What Is a Trustee?
A trustee is a person or firm that holds and administers property or assets for the benefit of a third party. A trustee may be appointed for a wide variety of purposes, such as in the case of bankruptcy, for a charity, for a trust fund, or for certain types of retirement plans or pensions.
Trustees are trusted to make decisions in the beneficiary's best interests and often have a fiduciary responsibility, meaning they act in the best interests of the trust beneficiaries to manage their assets.
A trustee is a person or firm that holds and administers property or assets for the benefit of a third party.
A trustee may be appointed for a wide variety of purposes, such as in the case of bankruptcy, for a charity, or a trust fund.
Trustees are trusted to make decisions in the beneficiary's best interests and have a fiduciary responsibility to the trust beneficiaries.
How a Trustee Works
A trustee is any type of person or organization that holds the legal title of an asset or group of assets for another person, referred to as the beneficiary.

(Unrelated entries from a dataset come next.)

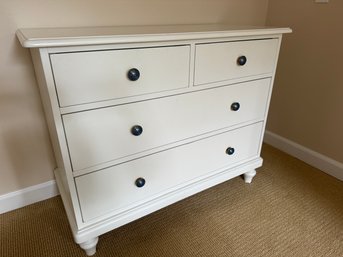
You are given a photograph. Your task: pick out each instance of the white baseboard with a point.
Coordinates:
(26, 196)
(315, 159)
(40, 192)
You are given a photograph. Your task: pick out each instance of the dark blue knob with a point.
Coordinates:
(140, 182)
(133, 74)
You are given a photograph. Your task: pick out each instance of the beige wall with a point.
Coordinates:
(307, 103)
(25, 152)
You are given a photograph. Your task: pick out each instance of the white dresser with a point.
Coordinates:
(142, 117)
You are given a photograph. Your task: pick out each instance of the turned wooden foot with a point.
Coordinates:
(89, 246)
(248, 176)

A trustee is granted this type of legal title through a trust, which is an agreement between two consenting parties.
A trust is essentially a relationship in which a person or party that owns assets (called a trustor) gives the trustee the right to hold the title to those assets or property for the benefit of a third party, (called the trust beneficiary). A trust might be created to provide legal protection for the assets of the trustor and to ensure that the assets are distributed properly. The trustee is charged with making sure that the wishes of the trustor are fulfilled.

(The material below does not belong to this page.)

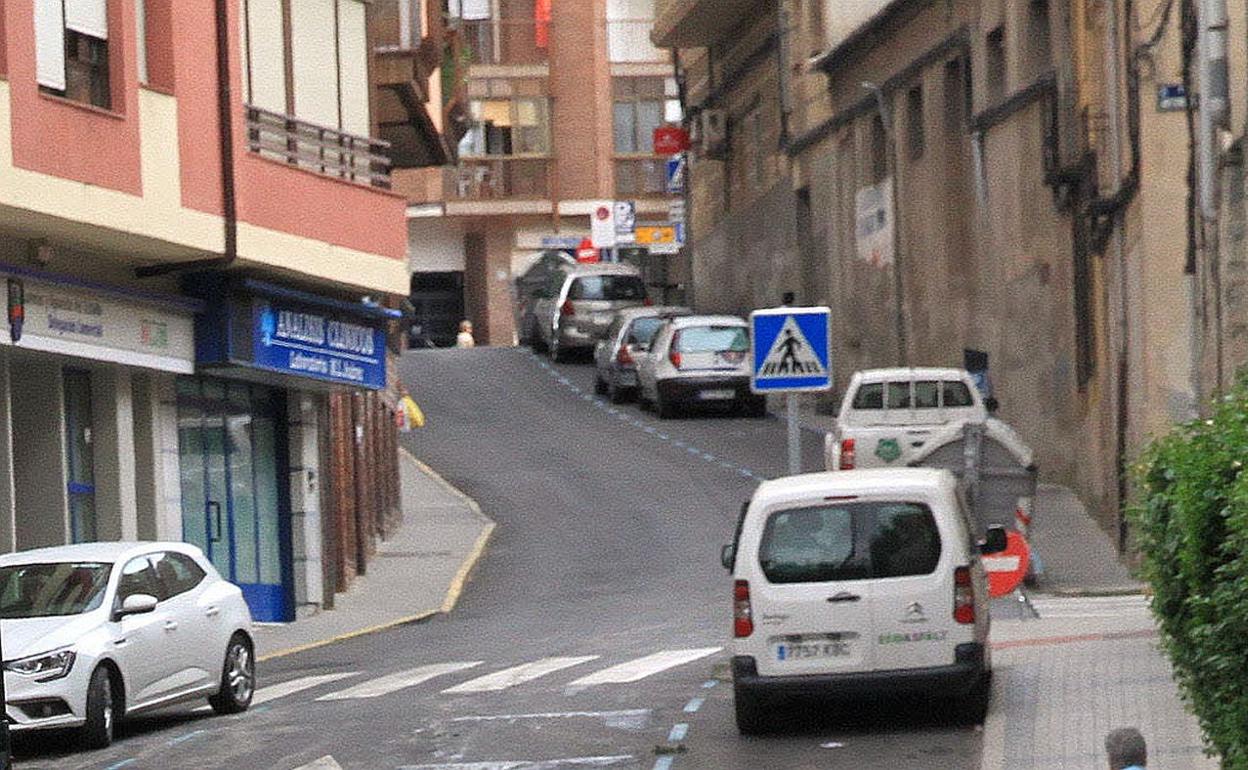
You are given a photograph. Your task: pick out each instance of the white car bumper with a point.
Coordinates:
(44, 705)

A trustee is thus responsible for the proper management of all property and other assets owned by the trust for the benefit of a beneficiary. A trustee's specific duties are unique to the agreement of the trust and are dictated by the type of assets being held in trust. If, for example, a trust is comprised of various real estate properties, it will be the trustee's duty to oversee those pieces of land.

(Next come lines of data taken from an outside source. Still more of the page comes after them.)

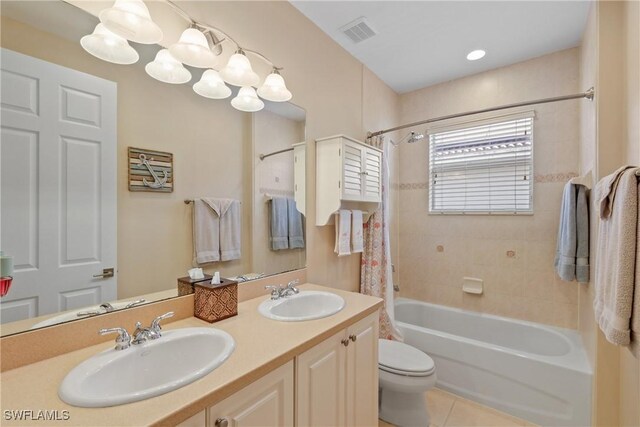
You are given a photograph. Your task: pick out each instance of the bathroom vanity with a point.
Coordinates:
(277, 373)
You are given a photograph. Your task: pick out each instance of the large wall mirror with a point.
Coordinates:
(67, 214)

Trustees are also required to financially manage and oversee accounts within a trust when it is made up of other investments, such as equities in a brokerage account.
Trustees usually have a fiduciary duty to the trust they oversee, which means they are required to put aside personal goals and initiatives to do what's best for the trust.
All trustees have general guidelines and responsibilities, regardless of the specificity of the trust agreement. All assets must be confirmed as safe and under the control of the trustee. This includes understanding the potentially unique terms of the trust and the desires of the beneficiaries. Any investable assets have to be considered productive for the future benefit of the beneficiaries.
Trustees must interpret and understand the trust agreement and be able to administer the distribution of any trust assets to the proper parties or beneficiaries. For example, a trust might be established to provide money for education for the trustor's grandchildren. The trustee would be charged with honoring the specifics of the trust agreement, which might include the specific expenses that can be paid for with the trust money such as tuition and books.
Trustees are also required to prepare any and all records on behalf of the trust, including financial statements and tax returns. Trustees are expected to communicate with beneficiaries on a regular basis and keep them informed on the associated accounts and taxes.
Finally, all trustees are considered the decision-makers for all matters of the trust and make those decisions based on the provisions outlined in the trust agreement. These matters include finding answers to any questions that beneficiaries may have prior to making the decision.